Stretchable distributed fiber-optic sensors

• Published in: Science (American Association for the Advancement of Science) Vol. 370; no. 6518; pp. 848 - 852
• Main Authors: Bai, Hedan, Li, Shuo, Barreiros, Jose, Tu, Yaqi, Pollock, Clifford R., Shepherd, Robert F.
• Format: Journal Article
• Language: English
• Published: United States The American Association for the Advancement of Science 13.11.2020
• Subjects: Automation; Color; Decoupling; Deformation; Dyes; Elastomers; Fiber optics; Fibers; Finger jointing; Manufacturing engineering; Monitoring; Optical fibers; Optical paths; Optical properties; Optics; Robotics; Sensors; Silica; Silicon dioxide; Spatial discrimination; Spatial resolution; Waveguides
• ISSN: 0036-8075; 1095-9203; 1095-9203
• DOI: 10.1126/science.aba5504

Distributed fiber-optic sensors have been used for monitoring mechanical deformations in stiff infrastructures such as bridges, roads, and buildings, but they either are limited to measuring one variable or require complex optics to measure multiple properties. Bai et al. now demonstrate dual-core elastomeric optical fibers, one of which contains patterned dye regions. The waveguides are fabricated by molding out of commercially available elastomers and integrate a clear core and an adjacent core doped with up to three macroscale dye regions. Changes in optical paths in the two cores detect deformation and map it onto a color space. By monitoring changes in the color and intensity in both elastomer-based fibers, the researchers could distinguish bending, stretching, and localized pressing with a spatial resolution down to ∼1 centimeter.

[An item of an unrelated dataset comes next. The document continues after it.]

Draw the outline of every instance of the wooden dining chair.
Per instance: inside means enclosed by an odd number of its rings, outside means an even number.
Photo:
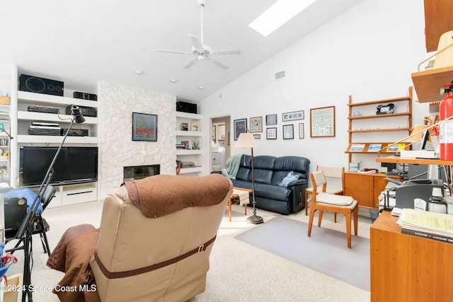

Science , this issue p. 848 A stretchable optomechanical sensor decouples deformation types, detects locations, and measures deformation magnitudes. Silica-based distributed fiber-optic sensor (DFOS) systems have been a powerful tool for sensing strain, pressure, vibration, acceleration, temperature, and humidity in inextensible structures. DFOS systems, however, are incompatible with the large strains associated with soft robotics and stretchable electronics. We develop a sensor composed of parallel assemblies of elastomeric lightguides that incorporate continuum or discrete chromatic patterns. By exploiting a combination of frustrated total internal reflection and absorption, stretchable DFOSs can distinguish and measure the locations, magnitudes, and modes (stretch, bend, or press) of mechanical deformation. We further demonstrate multilocation decoupling and multimodal deformation decoupling through a stretchable DFOS–integrated wireless glove that can reconfigure all types of finger joint movements and external presses simultaneously, with only a single sensor in real time.